The earn-out structure helps the buyer mitigate the risk of overvaluing the target business. We expect earn-outs to gain popularity as it is a great tool for the buyers to make payments on the basis of actual performance achieved by the seller.

This structure also provides a reward to the sellers for performance. It serves as a tool for sellers to break the logjam on negotiating valuation and move ahead with the transaction with an opportunity to earn a higher purchase price on fulfilment of pre-agreed milestones.

To avoid any disputes, the transaction document should clearly set out the financial and operational metrics for measuring the performance and the mechanism for calculation of the earn-out payments.

Moreover, given the uncertainty of the current situation, it is important for buyers and sellers to set realistic goals for revenue or profit generation and the expected timeframe to achieve these goals.

Regulatory hurdles

India’s foreign-exchange regulations have been liberalised to allow the buyer to structure payment of the purchase price in cross-border M&A transactions. A foreign buyer is permitted to defer up to 25% of the total consideration for up to 18 months from the date of signing of the definitive agreement. Typically, the purchase price adjustment or earn-outs are structured as holdbacks or through an escrow mechanism.
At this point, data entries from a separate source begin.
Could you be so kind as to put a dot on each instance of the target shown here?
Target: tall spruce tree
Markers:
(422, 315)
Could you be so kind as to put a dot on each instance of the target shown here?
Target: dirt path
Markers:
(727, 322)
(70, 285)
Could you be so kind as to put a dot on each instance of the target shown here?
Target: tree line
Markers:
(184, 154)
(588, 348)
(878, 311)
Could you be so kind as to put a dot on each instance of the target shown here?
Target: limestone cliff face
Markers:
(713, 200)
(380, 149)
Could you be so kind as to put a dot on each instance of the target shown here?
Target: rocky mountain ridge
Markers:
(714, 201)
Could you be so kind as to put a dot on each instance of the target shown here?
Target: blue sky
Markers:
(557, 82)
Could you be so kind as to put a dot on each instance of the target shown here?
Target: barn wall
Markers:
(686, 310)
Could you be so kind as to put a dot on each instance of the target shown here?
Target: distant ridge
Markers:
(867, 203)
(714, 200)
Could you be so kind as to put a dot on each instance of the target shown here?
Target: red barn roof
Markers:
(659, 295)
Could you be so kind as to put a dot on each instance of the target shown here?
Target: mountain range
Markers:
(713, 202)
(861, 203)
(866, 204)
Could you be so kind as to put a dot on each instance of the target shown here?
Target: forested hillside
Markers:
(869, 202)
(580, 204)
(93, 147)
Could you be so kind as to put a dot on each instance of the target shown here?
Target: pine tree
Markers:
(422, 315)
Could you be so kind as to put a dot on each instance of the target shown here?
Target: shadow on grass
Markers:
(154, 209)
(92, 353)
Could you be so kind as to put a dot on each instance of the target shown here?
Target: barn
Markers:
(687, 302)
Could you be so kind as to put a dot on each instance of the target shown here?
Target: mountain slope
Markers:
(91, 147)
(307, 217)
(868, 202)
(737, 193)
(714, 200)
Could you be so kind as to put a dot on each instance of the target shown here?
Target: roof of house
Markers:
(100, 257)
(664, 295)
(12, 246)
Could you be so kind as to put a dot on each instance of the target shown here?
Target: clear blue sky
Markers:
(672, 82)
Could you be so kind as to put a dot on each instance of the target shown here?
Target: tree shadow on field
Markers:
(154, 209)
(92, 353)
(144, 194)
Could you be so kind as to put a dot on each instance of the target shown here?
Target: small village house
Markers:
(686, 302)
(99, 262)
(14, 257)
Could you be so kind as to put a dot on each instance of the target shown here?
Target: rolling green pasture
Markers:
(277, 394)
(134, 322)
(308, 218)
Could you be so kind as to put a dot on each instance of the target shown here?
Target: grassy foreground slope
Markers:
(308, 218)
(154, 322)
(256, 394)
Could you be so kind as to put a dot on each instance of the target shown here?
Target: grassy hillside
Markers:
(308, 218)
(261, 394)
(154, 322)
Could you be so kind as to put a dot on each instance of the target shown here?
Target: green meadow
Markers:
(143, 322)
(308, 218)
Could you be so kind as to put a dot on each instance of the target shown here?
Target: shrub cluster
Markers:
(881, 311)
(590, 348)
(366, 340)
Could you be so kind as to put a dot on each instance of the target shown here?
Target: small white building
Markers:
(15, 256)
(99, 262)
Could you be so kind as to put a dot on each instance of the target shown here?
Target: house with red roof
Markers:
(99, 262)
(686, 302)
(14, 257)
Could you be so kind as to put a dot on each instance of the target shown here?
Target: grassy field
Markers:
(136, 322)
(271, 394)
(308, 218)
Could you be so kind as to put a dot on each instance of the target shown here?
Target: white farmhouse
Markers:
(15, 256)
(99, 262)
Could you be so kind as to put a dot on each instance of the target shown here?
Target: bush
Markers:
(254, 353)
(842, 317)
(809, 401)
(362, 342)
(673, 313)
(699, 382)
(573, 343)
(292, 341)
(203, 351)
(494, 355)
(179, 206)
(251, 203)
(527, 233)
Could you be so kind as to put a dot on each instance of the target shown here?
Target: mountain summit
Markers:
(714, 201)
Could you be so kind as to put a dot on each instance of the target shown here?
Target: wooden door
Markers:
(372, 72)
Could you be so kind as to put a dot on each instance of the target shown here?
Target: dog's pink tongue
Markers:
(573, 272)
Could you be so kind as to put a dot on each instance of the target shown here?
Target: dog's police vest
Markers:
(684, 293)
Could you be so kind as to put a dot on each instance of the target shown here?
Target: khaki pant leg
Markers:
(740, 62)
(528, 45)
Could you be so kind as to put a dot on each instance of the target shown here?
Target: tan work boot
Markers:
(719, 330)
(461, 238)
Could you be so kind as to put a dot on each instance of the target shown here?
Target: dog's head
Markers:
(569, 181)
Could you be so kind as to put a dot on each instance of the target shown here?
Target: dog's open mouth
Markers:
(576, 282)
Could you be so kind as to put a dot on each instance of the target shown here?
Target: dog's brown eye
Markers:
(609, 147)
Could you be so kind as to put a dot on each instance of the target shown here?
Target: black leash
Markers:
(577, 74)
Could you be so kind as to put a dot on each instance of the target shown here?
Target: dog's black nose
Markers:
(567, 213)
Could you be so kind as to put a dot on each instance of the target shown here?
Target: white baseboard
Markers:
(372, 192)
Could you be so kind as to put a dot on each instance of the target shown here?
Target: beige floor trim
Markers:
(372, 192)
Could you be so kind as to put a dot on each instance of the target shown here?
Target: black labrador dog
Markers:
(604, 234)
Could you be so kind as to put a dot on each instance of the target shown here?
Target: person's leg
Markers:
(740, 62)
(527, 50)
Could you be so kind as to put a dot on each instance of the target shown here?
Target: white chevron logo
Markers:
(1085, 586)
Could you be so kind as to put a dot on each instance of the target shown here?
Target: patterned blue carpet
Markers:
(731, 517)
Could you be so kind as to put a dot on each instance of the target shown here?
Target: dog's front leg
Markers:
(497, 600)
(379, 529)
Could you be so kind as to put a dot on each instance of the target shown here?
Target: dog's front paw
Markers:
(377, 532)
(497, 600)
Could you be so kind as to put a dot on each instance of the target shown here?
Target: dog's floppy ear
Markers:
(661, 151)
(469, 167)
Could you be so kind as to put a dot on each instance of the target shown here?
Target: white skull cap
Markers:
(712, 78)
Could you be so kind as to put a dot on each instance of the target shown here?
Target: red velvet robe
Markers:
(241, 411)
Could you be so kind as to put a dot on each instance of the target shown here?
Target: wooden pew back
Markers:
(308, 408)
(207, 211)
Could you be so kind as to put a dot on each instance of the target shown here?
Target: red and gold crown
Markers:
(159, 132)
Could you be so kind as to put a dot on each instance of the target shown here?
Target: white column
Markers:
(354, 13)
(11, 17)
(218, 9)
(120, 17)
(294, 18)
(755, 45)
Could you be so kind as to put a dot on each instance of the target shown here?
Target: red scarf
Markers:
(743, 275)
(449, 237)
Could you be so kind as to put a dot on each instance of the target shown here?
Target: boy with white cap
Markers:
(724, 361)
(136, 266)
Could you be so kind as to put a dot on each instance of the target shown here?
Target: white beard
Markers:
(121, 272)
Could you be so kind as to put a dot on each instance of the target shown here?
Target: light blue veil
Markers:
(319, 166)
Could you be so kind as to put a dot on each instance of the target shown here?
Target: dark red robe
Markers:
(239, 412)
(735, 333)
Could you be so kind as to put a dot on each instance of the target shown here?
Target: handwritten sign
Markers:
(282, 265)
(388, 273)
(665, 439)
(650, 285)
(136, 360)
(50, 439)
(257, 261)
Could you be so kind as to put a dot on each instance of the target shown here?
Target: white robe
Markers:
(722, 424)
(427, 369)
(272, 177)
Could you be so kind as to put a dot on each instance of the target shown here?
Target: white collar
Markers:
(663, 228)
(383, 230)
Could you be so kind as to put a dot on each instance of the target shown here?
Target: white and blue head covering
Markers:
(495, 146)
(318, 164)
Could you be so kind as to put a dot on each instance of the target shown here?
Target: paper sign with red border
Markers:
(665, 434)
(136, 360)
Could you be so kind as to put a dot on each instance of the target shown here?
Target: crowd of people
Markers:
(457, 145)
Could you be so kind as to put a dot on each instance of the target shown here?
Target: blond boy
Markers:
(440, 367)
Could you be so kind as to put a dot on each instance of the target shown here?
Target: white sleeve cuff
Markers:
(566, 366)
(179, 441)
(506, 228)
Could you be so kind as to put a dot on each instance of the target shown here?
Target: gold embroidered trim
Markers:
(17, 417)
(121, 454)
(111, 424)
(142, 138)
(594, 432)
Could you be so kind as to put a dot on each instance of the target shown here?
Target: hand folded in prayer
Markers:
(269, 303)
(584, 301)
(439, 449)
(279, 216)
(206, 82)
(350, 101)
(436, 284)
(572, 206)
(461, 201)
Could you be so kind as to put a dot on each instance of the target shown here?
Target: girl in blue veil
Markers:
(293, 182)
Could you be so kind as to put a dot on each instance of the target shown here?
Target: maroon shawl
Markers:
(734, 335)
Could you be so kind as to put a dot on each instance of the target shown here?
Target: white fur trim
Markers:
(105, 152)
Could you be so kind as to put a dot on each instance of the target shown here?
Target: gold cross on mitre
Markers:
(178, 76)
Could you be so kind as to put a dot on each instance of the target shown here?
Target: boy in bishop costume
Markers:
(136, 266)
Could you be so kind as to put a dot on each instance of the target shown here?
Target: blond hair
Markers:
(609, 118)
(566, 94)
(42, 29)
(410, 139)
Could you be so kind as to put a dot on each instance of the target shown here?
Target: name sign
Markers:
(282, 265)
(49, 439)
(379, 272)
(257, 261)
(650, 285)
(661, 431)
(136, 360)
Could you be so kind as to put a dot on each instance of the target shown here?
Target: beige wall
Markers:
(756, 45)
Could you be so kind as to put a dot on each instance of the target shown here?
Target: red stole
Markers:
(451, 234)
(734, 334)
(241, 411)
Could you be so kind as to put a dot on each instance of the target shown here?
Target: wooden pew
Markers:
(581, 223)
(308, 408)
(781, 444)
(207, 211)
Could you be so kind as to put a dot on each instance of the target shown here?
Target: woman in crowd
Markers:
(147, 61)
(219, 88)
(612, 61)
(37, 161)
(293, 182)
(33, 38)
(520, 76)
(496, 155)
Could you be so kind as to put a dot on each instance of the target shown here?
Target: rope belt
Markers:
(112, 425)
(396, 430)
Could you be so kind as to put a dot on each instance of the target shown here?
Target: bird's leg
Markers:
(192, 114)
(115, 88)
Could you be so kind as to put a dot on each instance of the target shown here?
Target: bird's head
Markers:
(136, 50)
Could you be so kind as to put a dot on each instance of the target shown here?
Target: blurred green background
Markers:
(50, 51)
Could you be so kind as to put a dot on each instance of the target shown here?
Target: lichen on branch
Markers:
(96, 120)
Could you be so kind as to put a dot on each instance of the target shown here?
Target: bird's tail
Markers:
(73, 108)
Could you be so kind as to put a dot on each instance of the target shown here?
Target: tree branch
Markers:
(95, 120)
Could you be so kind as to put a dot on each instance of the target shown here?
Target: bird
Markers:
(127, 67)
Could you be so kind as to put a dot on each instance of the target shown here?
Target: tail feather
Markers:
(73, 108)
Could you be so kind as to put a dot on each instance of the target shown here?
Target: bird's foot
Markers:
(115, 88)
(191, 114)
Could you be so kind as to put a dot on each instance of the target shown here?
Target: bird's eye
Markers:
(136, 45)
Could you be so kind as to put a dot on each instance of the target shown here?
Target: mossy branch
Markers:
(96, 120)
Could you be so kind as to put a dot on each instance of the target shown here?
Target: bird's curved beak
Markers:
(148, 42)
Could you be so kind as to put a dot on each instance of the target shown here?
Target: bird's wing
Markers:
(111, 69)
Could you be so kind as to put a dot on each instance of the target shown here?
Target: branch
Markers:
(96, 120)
The earn-out period available for the parties is not adequate to measure the near-term performance of the target business and suitably reward the sellers. Also, the buyer must ensure that the upfront amount and the total consideration comply with the pricing guidelines under the foreign exchange regulations.

These restrictions often hamstring the buyer’s ability to freely adjust the purchase price and the payment timeframe.

It is trickier to defer the purchase price in case of public companies, since the Securities Contracts (Regulation) Act 1956 requires that consideration for transfer of shares should be paid simultaneously or within one day of transfer.

Still, there are structuring options available to navigate these regulatory issues and achieve the desired commercial objectives.

Growing significance

The clauses in M&A documents related to price adjustment and the earn-out mechanism have assumed significance more than ever in these uncertain times. These provisions can help in providing a safety net to the buyer as well as the seller and to also equitably allocate risk amongst themselves.

Legal, tax and accounting experts need to meticulously draft these provisions to precisely reflect the commercial understanding between the parties in order to minimise the scope of future disputes.

The buyers should also pay a lot more attention to other contractual provisions in M&A documents which help in risk allocation between the parties. These include pre-closing covenants, indemnities, material adverse effect clauses, representations and warranties to adequately protect their risk.

Sellers, too, must negotiate adequate protections such as the right to review and dispute the post-closing accounts. They should seek contractual rights to gain autonomy to run the target business to ensure there is no impediment in achieving the milestones and potentially receive a higher purchase price in an earn-out structure.